As a vet who often sees a lot pateints that have been elsewhere first, it is not uncommon at all for ‘not so happy’ owners that are coming to me for a second opinion to tell me that the other vet didn’t do blood work, xrays, etc. When I call the other vet to get details about the patient, most of the time I find out that they did recommend blood work, etc and the owner declined it. Same thing happens on our end. We recommend diagnostics, owners decline. Their regular vet then calls us when the see the still sick pet and ream us a new one because the owner told them we wouldn’t do blood work, etc!! That is why we put in the record that we recommended something and that the owner declined it.

So, if your ER vet recommends diagnostics and you turn them down, don’t go and complain to your regular vet that we wouldn’t do it (ok, we wouldn’t do it for FREE) or that we missed something because we didn’t have the information.

My most favorite saying: There are no rights or wrongs, only consequences. That floats both ways too.

Thanks.

I DO remember that there are good and bad people in everything. When we were in grad. school in College Station, we had the most fantastic vet. She was the first person to call me Dr. Williams when I got my PhD, would help me get to the barn when we had horses to work on (I can’t drive), and always went above and beyond. When we moved, she remained on our call list. When our cat was diagnosed with kidney failure, we called her for advice and ended up taking the cat up to her (because she gave us a deal to make the needed work managable). When DH found the three legged kitten I posted about in another thread, he went to Dr. L. Fantastic vet. I’ve got a good friend who is an equine vet and am getting to know my local equine vet better.

[quote=Blu;5644487]It is truly the attitudes of people like Trakehner who exhaust, burn out and jade veterinarians and veterinary staff. And it is really really sad when it is taken out on well meaning individuals. Really, that’s all I have to say in response to that post.

I truly hope that this never happens to me to the point where I become cold to the owner/client. When the day comes that I stop caring for the pets and the owners is the day I will hang up my stethoscope.
[/QUOTE]

I imagine it is almost never the work that wears you down - it is the people. It is the same thing in my field (horse rescue). The rescue cases are sad, but I know I’m doing the right thing for them (whether that’s rehab and adoption or euthanasia). But the constant harassment from people who hate rescues, who know how to do it better, etc. etc. etc. is what wears me down. So I can empathize!

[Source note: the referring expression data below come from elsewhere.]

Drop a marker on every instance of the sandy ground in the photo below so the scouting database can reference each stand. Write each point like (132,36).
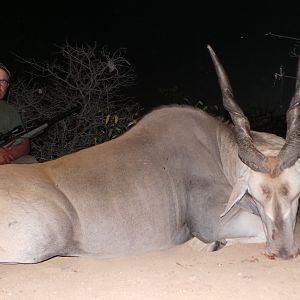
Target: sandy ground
(239,271)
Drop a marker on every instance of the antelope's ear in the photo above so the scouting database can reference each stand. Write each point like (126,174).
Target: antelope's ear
(239,190)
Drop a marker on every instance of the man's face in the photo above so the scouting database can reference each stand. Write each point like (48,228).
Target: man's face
(4,83)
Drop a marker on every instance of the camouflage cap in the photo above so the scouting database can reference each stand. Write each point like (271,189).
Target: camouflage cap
(3,67)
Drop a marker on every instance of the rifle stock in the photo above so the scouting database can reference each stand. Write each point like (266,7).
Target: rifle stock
(19,132)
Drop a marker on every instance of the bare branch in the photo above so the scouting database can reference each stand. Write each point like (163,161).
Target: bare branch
(86,75)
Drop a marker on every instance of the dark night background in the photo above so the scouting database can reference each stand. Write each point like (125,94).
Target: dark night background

[quote=Blu;5644487]Lastly… I wanted to say to the poster who couldn’t understand why you can’t leave your pet while you go to the ATM? Because there are people who leave their ailing/critical pets in the walls of vet clinics and state they are “just going to go to the car” to get their wallet, and then peel out of the parking lot. I got all day, and I can spend all day telling story after story of dumps, screaming clients, rude clients, people calling you a money grubber, highway robbery, and on and on. I have been physically threatened and have seen my boss physically mauled (knocked out) over estimates and money. It’s not a joke and we don’t take it lightly.
[/quote]

It is always the ‘bad apples’ that ruin it for everyone.